= NAND gate =

Logical gate whose output is false if all its inputs are true

NAND gate truth table
| Input |  | Output |
| A | B | A NAND B |
| 0 | 0 | 1 |
| 0 | 1 | 1 |
| 1 | 0 | 1 |
| 1 | 1 | 0 |

In digital electronics, a NAND gate (NOT AND gate) is a logic gate whose output is false only if all its inputs are true; thus its output is complement to that of an AND gate. A LOW (0) output results only if all the inputs to the gate are HIGH (1); if any input is LOW (0), a HIGH (1) output results. A NAND gate is made using transistors and junction diodes. By De Morgan's laws, a two-input NAND gate's logic may be expressed as $\overline{A} \lor \overline{B} = \overline{A \cdot B}$, making a NAND gate equivalent to inverters followed by an OR gate.

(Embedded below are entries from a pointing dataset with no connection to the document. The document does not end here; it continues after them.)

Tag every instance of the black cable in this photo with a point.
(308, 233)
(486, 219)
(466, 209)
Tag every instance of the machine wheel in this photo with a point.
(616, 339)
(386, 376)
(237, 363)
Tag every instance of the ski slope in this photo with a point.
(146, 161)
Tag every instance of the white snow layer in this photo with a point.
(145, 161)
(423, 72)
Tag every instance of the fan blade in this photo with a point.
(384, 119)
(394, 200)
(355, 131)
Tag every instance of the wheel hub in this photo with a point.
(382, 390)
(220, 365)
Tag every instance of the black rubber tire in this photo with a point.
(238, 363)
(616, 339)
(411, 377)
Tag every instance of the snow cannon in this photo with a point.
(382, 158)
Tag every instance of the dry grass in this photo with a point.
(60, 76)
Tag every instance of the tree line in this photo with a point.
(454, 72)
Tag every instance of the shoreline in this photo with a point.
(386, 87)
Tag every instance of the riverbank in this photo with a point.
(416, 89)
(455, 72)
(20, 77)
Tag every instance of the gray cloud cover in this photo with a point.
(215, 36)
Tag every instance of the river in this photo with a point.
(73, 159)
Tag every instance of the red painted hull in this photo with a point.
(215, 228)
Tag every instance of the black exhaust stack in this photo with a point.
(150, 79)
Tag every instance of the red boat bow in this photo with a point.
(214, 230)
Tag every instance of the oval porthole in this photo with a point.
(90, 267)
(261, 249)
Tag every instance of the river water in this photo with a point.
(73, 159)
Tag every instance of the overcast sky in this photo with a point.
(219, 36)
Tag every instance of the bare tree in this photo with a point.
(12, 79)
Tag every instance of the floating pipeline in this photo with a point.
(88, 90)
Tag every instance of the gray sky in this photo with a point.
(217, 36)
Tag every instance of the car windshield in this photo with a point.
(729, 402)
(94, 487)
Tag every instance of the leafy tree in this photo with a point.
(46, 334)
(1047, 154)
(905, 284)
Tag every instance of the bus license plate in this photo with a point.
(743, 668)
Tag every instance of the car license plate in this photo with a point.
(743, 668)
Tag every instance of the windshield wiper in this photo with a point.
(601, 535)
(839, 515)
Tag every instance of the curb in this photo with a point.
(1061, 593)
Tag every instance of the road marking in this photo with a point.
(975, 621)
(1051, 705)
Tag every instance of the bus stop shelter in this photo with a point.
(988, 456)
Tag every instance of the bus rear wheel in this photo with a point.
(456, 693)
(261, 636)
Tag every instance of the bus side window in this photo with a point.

The NAND gate is significant because any Boolean function can be implemented by using a combination of NAND gates. This property is called "functional completeness". It shares this property with the NOR gate. Digital systems employing certain logic circuits take advantage of NAND's functional completeness.

NAND gates with two or more inputs are available as integrated circuits in transistor–transistor logic, CMOS, and other logic families.

== Symbols ==
There are three symbols for NAND gates: the MIL/ANSI symbol, the IEC symbol and the deprecated DIN symbol sometimes found on old schematics. The ANSI symbol for the NAND gate is a standard AND gate with an inversion bubble connected.

| MIL/ANSI Symbol | IEC Symbol | DIN Symbol |

== Logic ==

The function NAND(a_{1}, a_{2}, ..., a_{n}) is logically equivalent to NOT(a_{1} AND a_{2} AND ... AND a_{n}).

One way of expressing A NAND B is $\overline{A \land B}$, where the symbol ${\land}$ signifies AND and the bar signifies the negation of the expression under it: in essence, simply ${\displaystyle \lnot (A \land B)}$.

== Implementations ==
The basic implementations can be understood from the image on the left below: If either of the switches S1 or S2 is open, the pull-up resistor R will set the output signal Q to 1 (high). If S1 and S2 are both closed, the pull-up resistor will be overridden by the switches, and the output will be 0 (low).

In the depletion-load NMOS logic realization in the middle below, the switches are the transistors T2 and T3, and the transistor T1 fulfills the function of the pull-up resistor.

In the CMOS realization on the right below, the switches are the n-type transistors T3 and T4, and the pull-up resistor is made up of the p-type transistors T1 and T2, which form the complement of transistors T3 and T4.

Realization of NAND gates in different logic families
Implementation using switches and a pull-up resistor
NMOS
CMOS

In CMOS, NAND gates are more efficient than NOR gates. This is due to the faster charge mobility in n-MOSFETs compared to p-MOSFETs, so that the parallel connection of two p-MOSFETs (T1 and T2) realised in the NAND gate is more favourable than their series connection in the NOR gate. For this reason, NAND gates are generally preferred over NOR gates in CMOS circuits.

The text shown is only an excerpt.